Imagine a whirlwind, a tropical whirlwind that smells like plumeria and glows with never ending sunshine that heals everything that it touches. This magical whirlwind came to the San Diego airport, picked me up and lovingly set me down in the most heavenly, beautiful, perfect, healing place imaginable for me. It quickly rearranged everything in my life and then laid me down in a bed, in a dorm, on a campus in Hawaii. I now live half a mile from the ocean in a land where there is one main road that circumnavigates the entire island in a meandering, swooping motion along the beach, with a speed limit of 35mph. There is a breeze that constantly rustles the leaves of palm trees and I am serenaded by tropical birds everywhere I go. The student body is the most culturally diverse in the whole of the United States. My days are filled with art classes. My afternoons are spent working and studying--during which time, I am still in a tropical paradise. I make new friends and learn new things every day, and there's a gentleman we'll call Captain Amazing that I met the day before classes started. The first time he kissed me, there was a rainbow around the moon. Rainbow. Around. The moon.

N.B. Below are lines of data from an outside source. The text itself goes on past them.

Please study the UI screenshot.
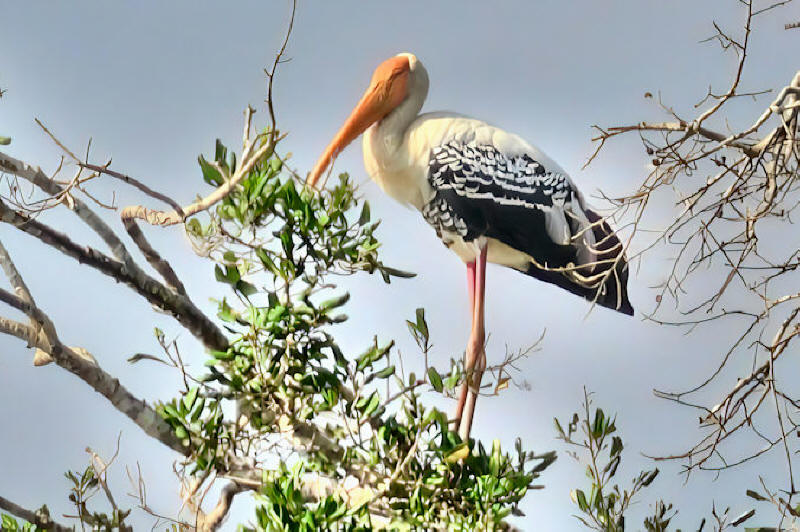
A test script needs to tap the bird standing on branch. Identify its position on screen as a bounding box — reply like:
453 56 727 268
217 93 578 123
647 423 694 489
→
307 53 633 441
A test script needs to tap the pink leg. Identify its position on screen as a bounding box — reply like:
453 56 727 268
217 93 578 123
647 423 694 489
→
453 261 475 430
458 245 486 441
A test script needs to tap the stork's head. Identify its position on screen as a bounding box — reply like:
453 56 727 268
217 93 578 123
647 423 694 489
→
306 53 428 187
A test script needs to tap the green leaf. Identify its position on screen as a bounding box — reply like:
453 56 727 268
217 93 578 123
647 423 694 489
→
358 201 369 225
416 308 428 339
183 386 197 410
236 281 258 297
375 366 394 379
428 367 444 393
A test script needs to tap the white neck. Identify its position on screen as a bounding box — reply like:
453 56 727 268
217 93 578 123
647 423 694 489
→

Life, my friends, is beautiful.
Also, The Mr. is engaged.
I suppose it's serendipitous (or perhaps a little more divinely orchestrated) that I should be in such a lovely place in my life when I found out this news. In fact, I was on a date with Captain Amazing who happens to be a Bio Psychology major and an advocate for the power of training the mind not to focus on things that will only hurt you. "That's so crazy! It's okay though. You'll be fine." Was all I got from him.
When I balked at that and said, "Don't you think this is a big deal? I mean, it's totally nuts!"
He said, " I don't want you to be hurt. Thinking about it will only hurt you. Let's talk about tonight."
And that was that.
So, a brief recap of lessons learned from my six week hiatus from this blog:
1. Don't ever give up the search for your happy place. There is balance and beauty in the world that is yours for the cultivating.
2. Sometimes when you think it's really, really, really important to wait one full year after your divorce to date anyone a handsome philanthropist comes along and changes your mind, and that's okay.
3. There is no telling what your ex will do, and some of it will likely piss you off or make you crazy, there's nothing we can do about that. We most certainly can, however, choose how we respond. Choosing to cultivate healthy thought patterns and avoid rumination is a good choice.
Upcoming posts will undoubtedly cover the blissful, terrifying madness that is trying to find the balance between protecting oneself and allowing oneself to be loved post traumatizing divorce, and more details about dealing with an ex getting remarried in all its glory.
For today, happy sabbath, and aloha.